Par ailleurs, l’attrition de ressources humaines ne frappe pas seulement X. Meta a licencié 20 000 salariés en novembre 2022, tandis que les effectifs de l’équipe « sécurité et confiance » de YouTube auraient elles aussi été affectées, selon le New York Times*, par la suppression de 12 000 postes par la maison mère Alphabet, en janvier 2023.

Cette attrition en ressources humaines au sein des principales plateformes de l’agora numérique mondiale renforce les inquiétudes au moment de l’entrée en service des chatbots d’IA générative.

IA et désinformation : les plateformes se veulent rassurantes

La mise en service auprès du public du chatbot ChatGPT de la société OpenAI, suivie des services concurrents Copilot (Microsoft) et BARD (Google) suscite une nouvelle source de questionnements sur les risques d’exposition des opinions publiques à la diffusion de fausses informations et aux manoeuvres coordonnées de manipulations. Lors des élections législatives slovaques de septembre 2023, le candidat d’opposition avait été la cible d’un deepfake audio suggérant que les élections allaient être truquées. Pour l’opération « Döppelganger », l’entreprise américaine de cybersécurité Recorded Future estime « probable » l’utilisation d’IA génératives pour alimenter en contenu les pages web du dispositif informationnel russe. Sur un autre registre, la diffusion massive d’un fake pornographique ciblant la chanteuse Taylor Swift sur X a démontré le potentiel de diffusion de ce type de contenu – quoique rapidement détecté.

De leur côté, les plateformes se veulent rassurantes quant à leurs capacités de détection de contenus générés par IA. Dans son rapport de transparence d’avril – juin 2023, YouTube affirme avoir été en mesure de supprimer 93 % des vidéos violant ses conditions d’utilisation. Un chiffre de 62 % est avancé par TikTok, tandis que Meta affirme être en mesure de pouvoir en détecter 90 %**.

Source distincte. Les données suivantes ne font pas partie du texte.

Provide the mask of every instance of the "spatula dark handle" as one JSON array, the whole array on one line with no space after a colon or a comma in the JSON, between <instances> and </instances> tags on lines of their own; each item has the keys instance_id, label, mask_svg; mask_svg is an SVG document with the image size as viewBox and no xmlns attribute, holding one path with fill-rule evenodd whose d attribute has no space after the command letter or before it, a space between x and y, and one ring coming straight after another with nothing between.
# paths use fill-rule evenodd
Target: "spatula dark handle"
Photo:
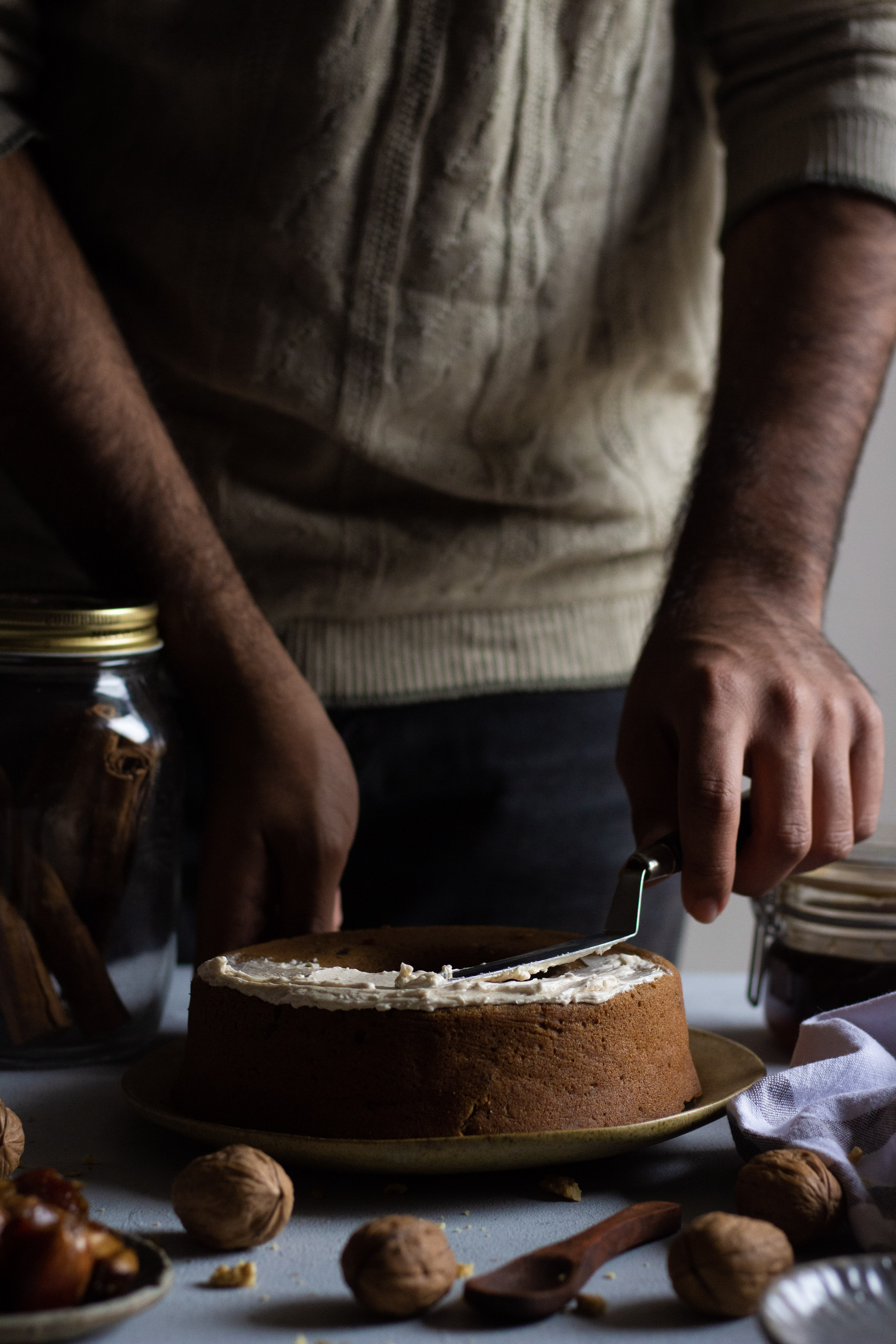
<instances>
[{"instance_id":1,"label":"spatula dark handle","mask_svg":"<svg viewBox=\"0 0 896 1344\"><path fill-rule=\"evenodd\" d=\"M744 793L740 800L740 824L737 825L736 841L737 853L740 853L750 839L751 831L752 820L750 814L750 794ZM681 864L684 862L684 855L681 852L681 836L677 831L670 831L668 836L662 837L662 840L645 845L643 849L638 849L631 857L645 860L643 866L647 870L647 875L645 878L646 883L660 882L661 878L670 878L673 872L681 872ZM656 876L652 871L654 867Z\"/></svg>"}]
</instances>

La semaine dernière, Meta a annoncé travailler à la mise en place, dans les prochains mois, d’un module de labellisation des images et vidéos générées par IA diffusées sur Facebook, Instagram et Threads. Le même jour, OpenAI annonçait la mise en place d’un dispositif similaire pour les contenus générés par son service de génération d’images DALL-E.

Miser sur la résilience des sociétés ?

Bien sûr, les opérateurs privés ne peuvent être tenus pour seuls responsables de la garantie d’un accès équilibré à une information de qualité, de la transparence et l’équité du débat public. Garantir l’exercice de ces droits fondamentaux demeure l’apanage des pouvoirs publics ; l’entrée en vigueur du règlement européen sur les services numériques est une des pièces du dispositif.

L’efficacité relative des grandes manœuvres de désinformation a également pu montrer ses limites. Le relatif échec, dès les premières semaines de l’invasion de l’Ukraine, du dispositif de guerre informationnelle mis en place par la Russie avait été analysé dans ces mêmes colonnes dès le mois de mars 2022. L’intense campagne informationnelle menée par la Chine à Taiwan pour influer sur les résultats de l’élection présidentielle n’a pas empêché l’élection du candidat indépendantiste Lai Ching-te.

Espérons, pour reprendre l’expression du cofondateur d’OpenAI Sam Altman, que les sociétés libres auront développé suffisamment d’« anticorps sociétaux », pour faire face à leurs défis à venir.